Decision made, Bones dashed through the room at speeds a car couldn’t manage. Bullets were too slow to land on him. In a blink he was gone.
One of the remaining vampires took the initiative and hurled one of my knives at me. The silver was buried high into my thigh, missing the artery by inches. Ignoring the pain, I yanked it from my leg and sent it unerringly into his heart, rewarded with a cut-off squeal of agony.
Suddenly a blast sounded in my ears and I was thrown sideways. When I’d sat up to aim my knife, someone else had aimed at me. Hot searing metal tore into my shoulder as the bullet struck home. Gasping, I felt around for the wound and heard voices nearly on top of me.
“Don’t move! Don’t move! Hands in the motherfuckin’ air!”
A trembling cop stood over me flanked by three others, and their scared eyes swept the bloodbath that was the living room. Slowly I raised my hands, wincing at the shards of pain seizing my shoulder.
“You’re under arrest,” a panicked officer wheezed, the whites of his eyes rolling in his head. The stench of his fear overwhelmed me.
“Thank God,” I replied. All things considered, it was a better ending than I’d expected.
TWENTY-FOUR
THEY READ ME MY RIGHTS, SOMETHING I didn’t pay much attention to, because I didn’t need the Miranda warning to know that shutting the hell up was in my best interest. Then, after half an hour of refusing to answer any questions while I was handcuffed to a stretcher in the back of an ambulance, a tall, skinny cop muscled his way through the crowd.
“I’m taking her in with me, Kirkland.”
The officer who’d read me my rights, presumably Kirkland, balked. “Lieutenant Isaac? But—”
“Soon this place will be crawling with media helicopters and we need some answers, don’t ‘Lieutenant’ me!” the man snapped.
“Hey, I’m shot here, guys. You know, bleeding and all that,” I pointed out.
“Shut up,” Isaac said curtly, and uncuffed me from the stretcher. The medical attendants gazed at him in disbelief. Isaac then yanked me by my cuffed hands to follow after him, sending fresh pain through my shoulder. Kirkland gaped, but he didn’t say anything. He looked like he couldn’t wait to get out of there.
Lieutenant Kirkland shoved me none too gently into the back of an unmarked police car. The only thing official about it was the red flashing light on the dashboard. I glanced around, surprised. Was this usual procedure?
“I’m injured, and you clowns have already been at me for thirty minutes. Aren’t I supposed to be taken to a hospital?” I asked as Isaac hit the gas.
“Shut up,” he said again, weaving through the maze of police cars around the demolished property.
“Because any good lawyer would totally call this a violation of my rights,” I went on, ignoring that.
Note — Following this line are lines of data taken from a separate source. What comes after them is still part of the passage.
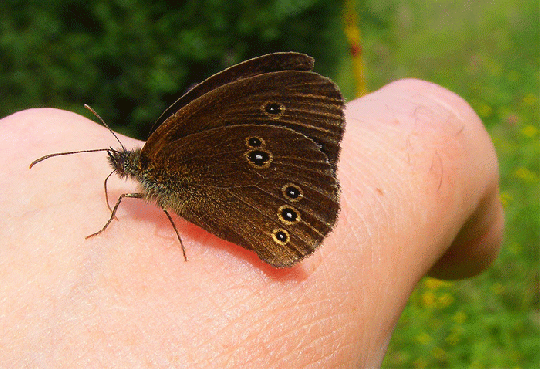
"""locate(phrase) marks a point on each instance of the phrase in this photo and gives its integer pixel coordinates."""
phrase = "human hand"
(419, 194)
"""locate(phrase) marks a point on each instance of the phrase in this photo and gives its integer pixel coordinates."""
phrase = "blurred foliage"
(129, 59)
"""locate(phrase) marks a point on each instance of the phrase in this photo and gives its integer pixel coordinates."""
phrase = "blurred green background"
(130, 59)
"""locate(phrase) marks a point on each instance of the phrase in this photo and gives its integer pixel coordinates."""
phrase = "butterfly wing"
(301, 100)
(263, 187)
(249, 68)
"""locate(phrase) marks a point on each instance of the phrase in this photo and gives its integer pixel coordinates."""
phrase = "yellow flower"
(459, 317)
(525, 174)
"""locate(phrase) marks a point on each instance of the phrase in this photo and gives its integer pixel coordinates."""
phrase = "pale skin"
(419, 196)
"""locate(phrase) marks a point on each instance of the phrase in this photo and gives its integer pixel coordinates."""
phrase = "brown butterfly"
(249, 155)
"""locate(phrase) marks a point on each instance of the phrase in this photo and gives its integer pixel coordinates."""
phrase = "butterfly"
(250, 155)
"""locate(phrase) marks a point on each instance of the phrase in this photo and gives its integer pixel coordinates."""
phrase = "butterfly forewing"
(233, 182)
(303, 101)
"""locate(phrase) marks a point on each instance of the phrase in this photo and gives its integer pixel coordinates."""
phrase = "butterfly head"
(126, 163)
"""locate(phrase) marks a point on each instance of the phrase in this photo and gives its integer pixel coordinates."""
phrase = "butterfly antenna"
(105, 124)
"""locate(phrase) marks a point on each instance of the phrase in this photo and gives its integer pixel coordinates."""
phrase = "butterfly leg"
(113, 211)
(177, 234)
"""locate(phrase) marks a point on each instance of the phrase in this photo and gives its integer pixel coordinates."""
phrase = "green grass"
(487, 52)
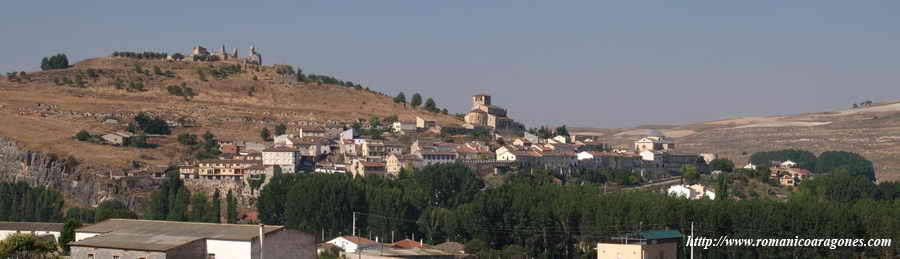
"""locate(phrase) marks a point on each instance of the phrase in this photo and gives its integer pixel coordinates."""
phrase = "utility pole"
(261, 247)
(691, 239)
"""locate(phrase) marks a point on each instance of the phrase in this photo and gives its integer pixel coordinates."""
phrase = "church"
(485, 115)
He glared at me in the rearview mirror. “Shut the fuck up,” he replied, drawing out each word.
This didn’t feel normal. Of course, this was my first time being arrested, but still. I sniffed the air questioningly. Isaac had a smell about him, but I couldn’t place what it was. I wasn’t used to diagnosing things by scent.
After several minutes, Isaac was clear of all the activity and on the open road. He grunted as if in satisfaction and then met my eyes in the mirror again.
“What a shame, Catherine. A girl like you, her whole life ahead of her, who throws it all away by getting involved in a white slavery ring. Even killed your grandparents to cover up what you were doing. It’s tragic.”
“Officer Dickhead,” I said clearly, “go fuck yourself.”
“Ooh, language,” Isaac clucked. “But I’m not surprised, coming from you. You were even going to sell your mother into that kind of slavery, weren’t you?”
“You have got to be the stupidest—” I began furiously, and then stopped, taking in another deep breath. Isaac knew too much, and now I knew what that smell was.
Just as Isaac whipped his hand around, I catapulted into the front of the car. His gun went off, but the bullet tore into the backseat instead of me. The car swerved dangerously as Isaac tried to aim again.
I slammed his head into the steering wheel. We lurched onto the side of the road, thankfully empty due to the early hour, and I grabbed the wheel to keep us from crashing. When Isaac looked up seconds later, dazed and bleeding, I had his gun trained on him.
“Pull over nice and slow or I’ll splatter your brains all over both of us.”
He tried to snatch the gun, but I whipped it across his jaw before his fingers even grazed it. “Do that again, Renfield. See what it gets you.”
His eyes widened. I gave a nasty laugh. “Yeah, I know what you are. Pick a name—Renfield, vampire’s familiar, bat bitch, whatever. You stink like vampires, and not just the dead ones. When they’re shriveled, they have a different smell, who’d have thought? So whose little errand boy are you? Whose pale cold ass were you kissing in the hopes you’d get turned one day?”